In last week's podcast, about 40 minutes in, Joel gives an example of what he would consider excessive testing: a feature that will change the compression level used by the Fog Creek Copilot application. And his argument was that testing that feature would require actually comparing images under the different compression schemes, which was an enormous amount of work to simply verify that you can click a button.

At this point I realized that one of us doesn't understand test-driven development. And I don't think that it's me.

I will give Joel credit for one thing: he gave a good example of how not to write a unit test.

First, because what he's describing is an integration test. And I'll agree, there's usually little return from writing a test to demonstrate that clicking a single button changes the overall flow of a program in a predetermined way. Particularly if your approach to such a test involves validating the output of a library that you do not control.

But why does he need to do an end-to-end test to verify this one button?

I suspect it's because he doesn't partition the program's logic across a series of interfaces. Instead, clicking that button sets off a chain of explicit function calls that ultimately reaches to the other end of a TCP connection. And this is where the discipline of real unit tests comes in.

One of the underlying themes of test-driven development: if it's hard to test, it will be hard to use and maintain. Maybe not today, maybe not in the next revision, but at some point all of those strands of untestable code will wrap themselves into tangled mess. And one way to make code easy to test is to create boundary layers in your application: the two sides of a boundary are easier to test than the whole.

For Joel's example, my first thought is that such a boundary could be created by introducing an object to hold configuration data. On one side of this boundary, the GUI sets values in the configuration object; on the other, the internals use those values to configure the actual libraries. Introducing that single object will improve testability, even without unit tests.

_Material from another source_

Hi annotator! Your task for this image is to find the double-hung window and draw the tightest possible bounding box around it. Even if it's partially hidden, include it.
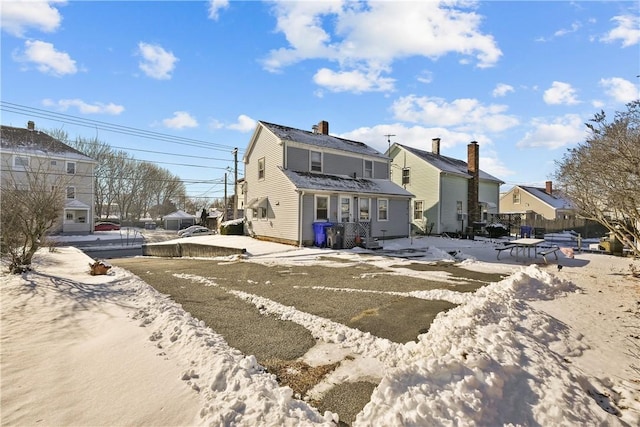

How is the application tested today? I'm guessing that the tester sets a few configuration options, makes a connection, and visually inspects the result. This accomplishes two things: verification that the GUI controls are actually hooked up to something, and verification that the controls have some effect. But why should the former be tied to the latter?

Once you have a configuration object, GUI testing is simply a matter of adding logging statements to that object. You click a button, you should see the appropriate log message. While you could automate those tests, there's no reason to do so. Without the overhead of actually making a connection, any rational number of controls can be manually validated in a matter of minutes.

The other side of the boundary is a different matter: rather than force your tester to manually inspect the results of each configuration change, write automated tests that do it for you. Different compression ratios and color depths can be verified using a single test image, with assertions written in code (does a higher compression ratio result in a smaller output? good, the test passed). There's no need to do low-level validation of the library, unless you don't believe that its authors did enough testing (in which case you have other issues).

But wait, what if that compression code is part of the communications stack?!? OK, introduce another boundary layer, one that separates data processing from data transmission. And this brings me to my biggest complaint with Jeff and Joel: they seem to feel that testing is only important when you're writing an API.

In my opinion, if you're doing object-oriented programming correctly, you are writing an API. Objects interact with each other through their interfaces: you give them certain inputs, and they produce defined outputs. This doesn't mean that every object needs have MyIntf and MyImpl classes. It does mean that you need to define a contract that describes how those inputs and outputs are related.

By writing unit tests — true unit tests, not integration tests in disguise — you force yourself to define that contract. Your goal is not to write tests for their own sake, or even for the sake of future quality assurance, but to tell you when the interface meets your requirements.